So of course the news that Juicero is selling a $400 juicer that doesn’t really seem to improve on squeezing their bags with your hands has set off lots and lots of snide thinkpieces about how most Silicon Valley companies produce nothing of value and get investor capital poured on them anyway. These are pretty reasonable. It makes sense that investors would take lots of failed bets in the hopes of hitting on the next big success, and it’s sometimes hard to predict which product will actually fill a niche for a lot of people, but there are also a lot of bad ideas getting lots of cash.
But then that genre of thinkpiece spawned another genre of thinkpiece, which drops the ‘marvelling at how poorly-conceived or scammy products get hundreds of millions in investor funding’ to just settle on ‘sneering at the fact things are sold which I, an enlightened consumer who sees past the horrors of late-stage capitalism, would never buy’.
I’m thinking in particular of Freddie DeBoer’s ‘the three hot trends in Silicon Valley horseshit’, which is just - declaring that companies he wouldn’t personally use are stupid:
Are you the kind of person who is so worn down by the numbing drudgery of late capitalism that you can’t summon the energy to drag a 2 ounce toothbrush across your gums for 90 seconds a day?
- uh, yes, Freddie, I am. You’re kind of coming across as if you think disabled people or people who struggle with basic daily routines are hilarious but also fictional.
Quip sells electric toothbrushes for $25 with $5 refills every three months (comes with toothpaste!); Freddie is outraged.
Of course, you’re also buying the convenience of automation — who wants to run down stairs to the bodega for a toothbrush when you can hand over your banking info to a toothbrush company?
But, like, electric toothbrushes do reduce the rate of cavities, which if you don’t have good dental insurance will cost you a whole lot more than $25. And, uh, yes, there exist people for whom getting a package regularly is way less stress and way more convenient than running out to the nearest convenience store. Not everyone lives in cities where the nearest toothbrush is ‘down stairs to the bodega’, not everyone has access to a means of transportation, not everyone can leave their house or pick things up at the store.
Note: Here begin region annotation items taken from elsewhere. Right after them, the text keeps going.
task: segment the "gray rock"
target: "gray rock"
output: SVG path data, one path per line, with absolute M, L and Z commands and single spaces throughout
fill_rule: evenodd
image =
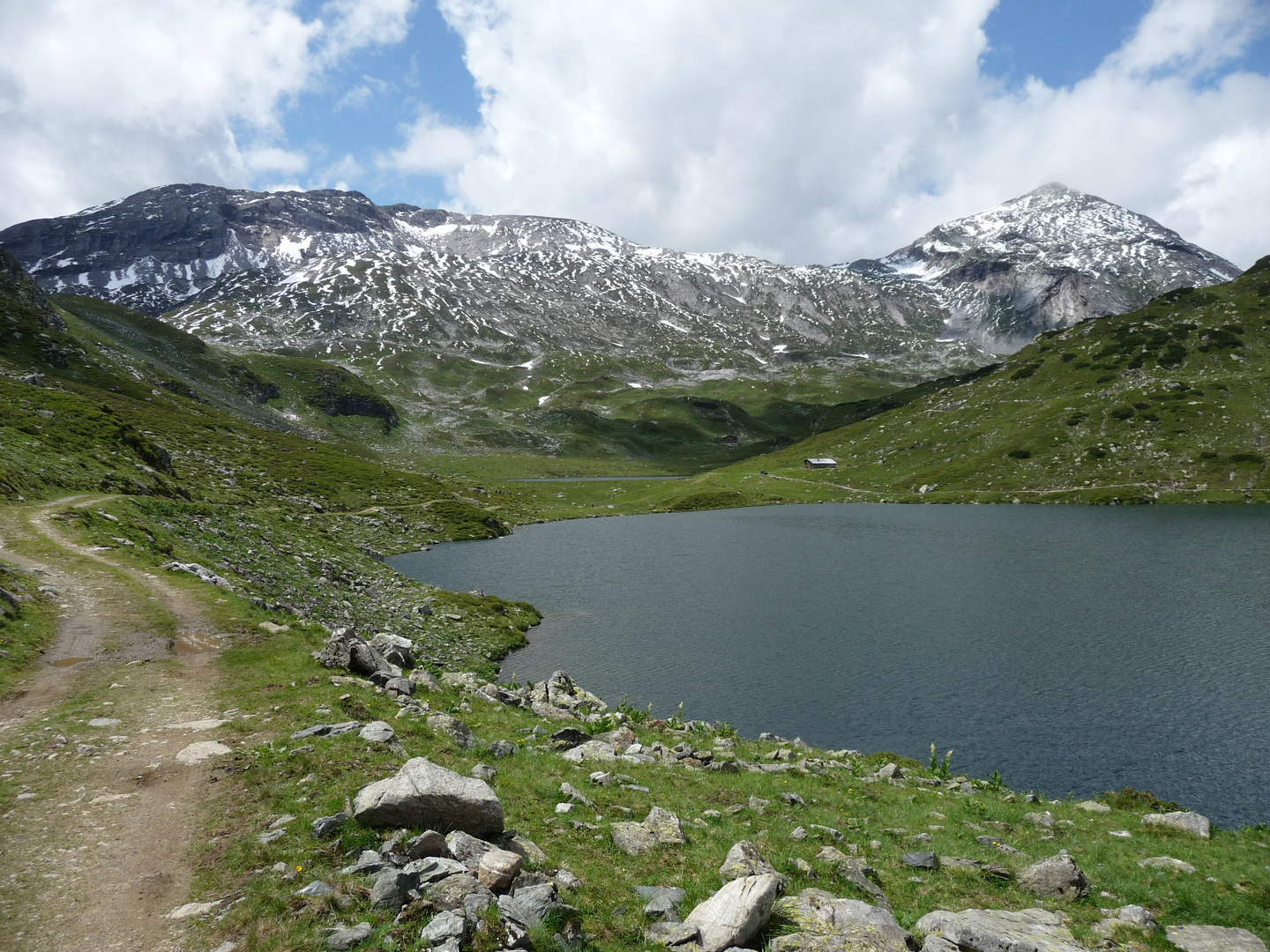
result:
M 772 939 L 772 952 L 908 952 L 913 937 L 888 910 L 808 889 L 776 902 L 796 932 Z
M 358 731 L 357 736 L 372 744 L 387 744 L 396 736 L 396 731 L 392 730 L 392 725 L 387 721 L 371 721 Z
M 493 894 L 480 885 L 480 881 L 471 873 L 458 873 L 456 876 L 447 876 L 439 882 L 434 882 L 424 891 L 424 896 L 432 905 L 437 909 L 455 909 L 465 910 L 467 896 L 485 894 L 489 897 L 489 902 L 493 901 Z M 488 905 L 488 902 L 486 902 Z
M 913 928 L 940 935 L 968 952 L 1088 952 L 1063 925 L 1063 918 L 1045 909 L 963 913 L 937 909 L 918 919 Z
M 1195 867 L 1181 859 L 1173 859 L 1171 856 L 1151 856 L 1146 859 L 1139 859 L 1138 866 L 1151 867 L 1153 869 L 1168 869 L 1170 872 L 1184 872 L 1193 873 Z
M 419 886 L 431 886 L 434 882 L 441 882 L 448 876 L 460 876 L 471 872 L 457 859 L 451 859 L 450 857 L 443 856 L 431 856 L 423 859 L 413 859 L 405 864 L 403 871 L 414 876 Z
M 1266 952 L 1266 943 L 1247 929 L 1222 925 L 1168 925 L 1168 941 L 1184 952 Z
M 338 833 L 348 823 L 348 814 L 339 812 L 330 816 L 319 816 L 312 821 L 314 835 L 319 839 Z
M 939 869 L 940 858 L 935 853 L 900 853 L 899 862 L 914 869 Z
M 378 872 L 387 863 L 384 857 L 378 854 L 375 849 L 363 849 L 362 854 L 357 858 L 357 862 L 352 866 L 345 866 L 340 869 L 342 876 L 356 876 L 358 873 Z
M 512 891 L 516 900 L 525 906 L 538 922 L 546 914 L 560 905 L 559 894 L 554 882 L 542 882 L 533 886 L 521 886 Z
M 439 946 L 446 939 L 462 942 L 466 935 L 467 920 L 450 909 L 432 916 L 432 922 L 419 933 L 419 938 L 428 946 Z
M 648 816 L 644 817 L 644 826 L 657 838 L 658 843 L 673 844 L 687 842 L 683 838 L 683 824 L 679 823 L 679 817 L 659 806 L 654 806 L 648 811 Z
M 641 823 L 615 823 L 613 843 L 629 856 L 643 856 L 657 845 L 657 836 Z
M 448 826 L 489 836 L 503 831 L 503 805 L 489 784 L 422 757 L 357 791 L 353 816 L 368 826 Z
M 471 729 L 453 715 L 429 715 L 427 724 L 428 730 L 444 734 L 465 750 L 476 745 Z
M 475 869 L 480 866 L 480 858 L 485 856 L 491 849 L 498 849 L 493 843 L 478 839 L 462 830 L 455 830 L 448 836 L 446 836 L 446 848 L 450 850 L 450 856 L 464 863 L 470 869 Z
M 588 740 L 585 744 L 565 750 L 560 757 L 570 763 L 580 764 L 587 760 L 616 760 L 617 751 L 607 741 Z
M 405 869 L 380 869 L 371 885 L 371 909 L 399 910 L 406 902 L 406 892 L 418 883 L 419 877 Z
M 306 737 L 338 737 L 361 727 L 361 721 L 342 721 L 340 724 L 315 724 L 291 735 L 292 740 L 305 740 Z
M 525 857 L 526 863 L 531 863 L 532 866 L 546 866 L 547 854 L 528 836 L 522 836 L 516 831 L 508 831 L 499 838 L 498 844 L 503 849 L 511 849 L 513 853 L 519 853 Z
M 733 880 L 688 913 L 683 924 L 700 930 L 702 952 L 744 946 L 767 925 L 777 886 L 771 875 Z
M 696 943 L 701 938 L 701 929 L 687 923 L 653 923 L 644 933 L 644 938 L 667 948 L 679 948 L 681 946 L 700 948 Z
M 372 932 L 370 923 L 358 923 L 353 927 L 338 925 L 326 935 L 326 948 L 333 952 L 347 952 L 362 939 L 370 938 Z
M 1213 824 L 1209 819 L 1191 810 L 1176 810 L 1171 814 L 1147 814 L 1142 817 L 1142 823 L 1144 826 L 1166 826 L 1175 830 L 1184 830 L 1204 839 L 1209 839 L 1213 835 Z
M 497 759 L 513 757 L 518 750 L 519 748 L 509 740 L 495 740 L 489 745 L 489 755 Z
M 307 886 L 301 886 L 292 895 L 304 896 L 305 899 L 324 899 L 326 896 L 335 895 L 335 887 L 329 882 L 323 882 L 321 880 L 314 880 Z
M 516 880 L 521 872 L 525 859 L 519 853 L 507 849 L 490 849 L 480 858 L 476 867 L 476 878 L 485 889 L 493 892 L 503 892 Z
M 1090 895 L 1090 880 L 1067 850 L 1033 863 L 1019 873 L 1019 885 L 1038 896 L 1080 899 Z
M 450 856 L 450 847 L 446 838 L 436 830 L 424 830 L 418 836 L 406 840 L 405 854 L 410 859 L 423 859 L 429 856 Z
M 781 882 L 785 877 L 776 872 L 776 867 L 763 859 L 758 847 L 748 839 L 734 843 L 728 856 L 719 867 L 719 876 L 724 882 L 732 882 L 744 876 L 776 876 Z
The store’s hours might be hours you are working. You might be a single parent who can’t nip out for a shopping trip without packing up the kids. You might be disabled. Literally all of those things at once might be true, and are true for many people!
You could arrange the same thing with Amazon Subscribe and Save and save yourself maybe $10/year, but Amazon Subscribe and Save is kind of obnoxious about price changes/product discontinuations. It seems plausible to me that Quip adds value for some people. And if it doesn’t then it’ll go bankrupt. Loudly declaring that automatic delivery of electric toothbrushes is Everything Wrong With America Today is just obnoxious typical-minding your way into erasing the needs of anyone in a different life situation than you.
And declaring that it’s Everything Wrong With Capitalism is even worse. Quip is selling a product. If they aren’t adding any value then no one will buy it and they will go bankrupt. if they are adding value to peoples’ lives, then they’ll succeed no matter how much Freddie deBoer insists that people should just ‘run downstairs to the bodega’. The availability of products being determined by whether people want them, instead of whether other people think they ought to want them: that is everything right with capitalism.